Honolulu Lite










by Charles Memminger

Monday, January 20, 1997


Driving is the
superhighway of woes

WITHOUT question, the column subject that generates the most response is driving in Honolulu.

That's not too surprising considering how many lives are directly impacted by the flow - or lack of flow - of motorized vehicles.

Last week, I wrote that the driver's license written test is way too easy. I said that the test should stress important aspects of driving in Hawaii, instead of off-beat technical questions such as, "What are you supposed to do if you come to a railroad track with two red lights flashing?"

Pat Hartnett agreed. He came up with several other questions that he thinks should be put on the written test.
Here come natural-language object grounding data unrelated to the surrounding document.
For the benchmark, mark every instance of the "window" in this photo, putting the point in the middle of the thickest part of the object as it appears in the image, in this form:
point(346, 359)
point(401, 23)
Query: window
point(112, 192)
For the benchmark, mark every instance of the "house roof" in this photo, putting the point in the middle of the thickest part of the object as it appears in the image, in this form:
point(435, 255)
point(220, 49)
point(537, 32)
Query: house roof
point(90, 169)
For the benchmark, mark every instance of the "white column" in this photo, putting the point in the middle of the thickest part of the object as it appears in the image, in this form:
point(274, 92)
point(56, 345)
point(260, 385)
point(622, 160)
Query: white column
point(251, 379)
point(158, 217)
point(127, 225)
They include:

1. If you are involved in an auto accident, you should make an injury claim if:

A. Your cousin is an attorney and he says you can get big bucks;

B. A chiropractor tells you he'll bill the insurance company for treatment you don't really get and let you in on the action;

C. A real doctor says you are injured.

2. It's OK to pad your auto damage claim because:

A. Hey, everybody does it;

B. Gotta cover the $250 deductible;

C. Cheating insurance companies is a profitable at-home business;

D. It's not OK, you thief.

3. If you are in an accident, you should always:

A. Tell the police officer anything except what actually happened or else your premiums will go up;

B. Blame the other guy even though he was stopped at a red light;

C. If you blew it, admit it and accept the consequences like an honest person should.

NOW, Pat's heart is in the right place, and these questions make good points. But any thieving, insurance-scamming driver would be able to pick out the acceptable answer and pass the test.
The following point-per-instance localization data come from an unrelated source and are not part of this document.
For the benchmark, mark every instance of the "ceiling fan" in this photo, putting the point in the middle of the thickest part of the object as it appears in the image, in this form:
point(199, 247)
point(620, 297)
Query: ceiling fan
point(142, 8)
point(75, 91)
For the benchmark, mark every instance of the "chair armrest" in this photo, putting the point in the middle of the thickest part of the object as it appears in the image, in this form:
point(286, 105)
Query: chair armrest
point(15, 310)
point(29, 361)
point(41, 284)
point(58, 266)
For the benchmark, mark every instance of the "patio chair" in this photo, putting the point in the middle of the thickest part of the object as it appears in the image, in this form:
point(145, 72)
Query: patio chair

The trick is to be a little more subtle. Like, "The law requiring you to turn on your headlights in the Likelike or Pali tunnels is stupid because you can see perfectly well inside the tunnels without your headlights. True or false?"

See? This would catch heaps of drivers who actually don't know that the reason you have your headlights on in the tunnels is so that OTHER drivers can see your car, not to help YOU see.
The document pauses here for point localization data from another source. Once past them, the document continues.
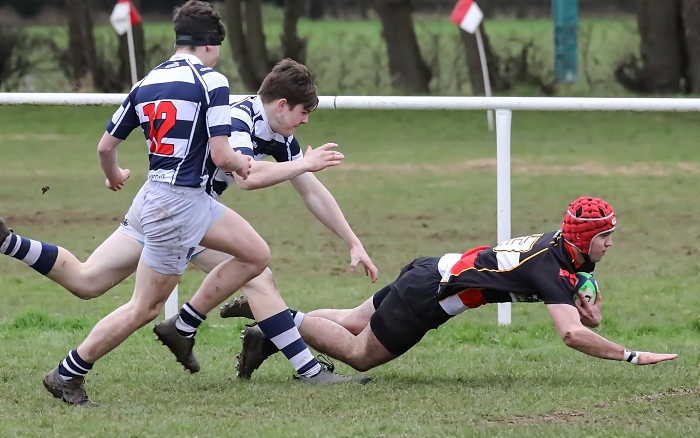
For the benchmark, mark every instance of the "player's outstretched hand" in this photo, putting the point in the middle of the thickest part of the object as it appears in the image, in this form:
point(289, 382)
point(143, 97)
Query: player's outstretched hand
point(117, 185)
point(359, 255)
point(246, 165)
point(322, 157)
point(590, 315)
point(652, 358)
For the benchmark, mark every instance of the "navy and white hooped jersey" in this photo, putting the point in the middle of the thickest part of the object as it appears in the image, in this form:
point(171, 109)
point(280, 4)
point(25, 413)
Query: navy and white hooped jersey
point(251, 135)
point(179, 105)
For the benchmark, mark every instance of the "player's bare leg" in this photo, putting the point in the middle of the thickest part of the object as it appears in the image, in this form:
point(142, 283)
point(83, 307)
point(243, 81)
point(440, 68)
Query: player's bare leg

Another reader pointed out that non-Hawaii-related questions, such as those concerning slow-moving farm machinery and railroad crossings are important because many Hawaii drivers drive on the Mainland. I agree. But if there are only going to be 20 questions on the test, they should be about Hawaii driving. Maybe there should be a separate test related to driving on the mainland. That test could include questions like:

1. You suddenly find your car skidding on a patch of ice, you should turn the steering wheel:

A. Toward the nearest moose in the area;

B. Toward Montreal;

C. In the direction of the skid.

2. If you are suddenly stalled in a blinding snow storm, you should:

A. Jump out of the car screaming, "We're from Hawaii and we're all gonna die!";

B. Ask if any of your passengers ever heard of the Donner Party. If the answer is "no," say, "I've got dibs on the fat kid";

C. Break out the shave-ice syrup.

3. You are cruising through Louisiana when you suddenly notice a "county mountie" coming up behind you. You should:

A. Put the hammer down and don't slow down until Waipahu;

B. Stick an Earl Tubbs cassette in the stereo, quickly scrawl a Confederate battle flag on your forearm and call the officer "cousin" when he approaches your window;

C. Get used to the taste of grits.

Now, I'll probably get a bunch of mail from Louisiana.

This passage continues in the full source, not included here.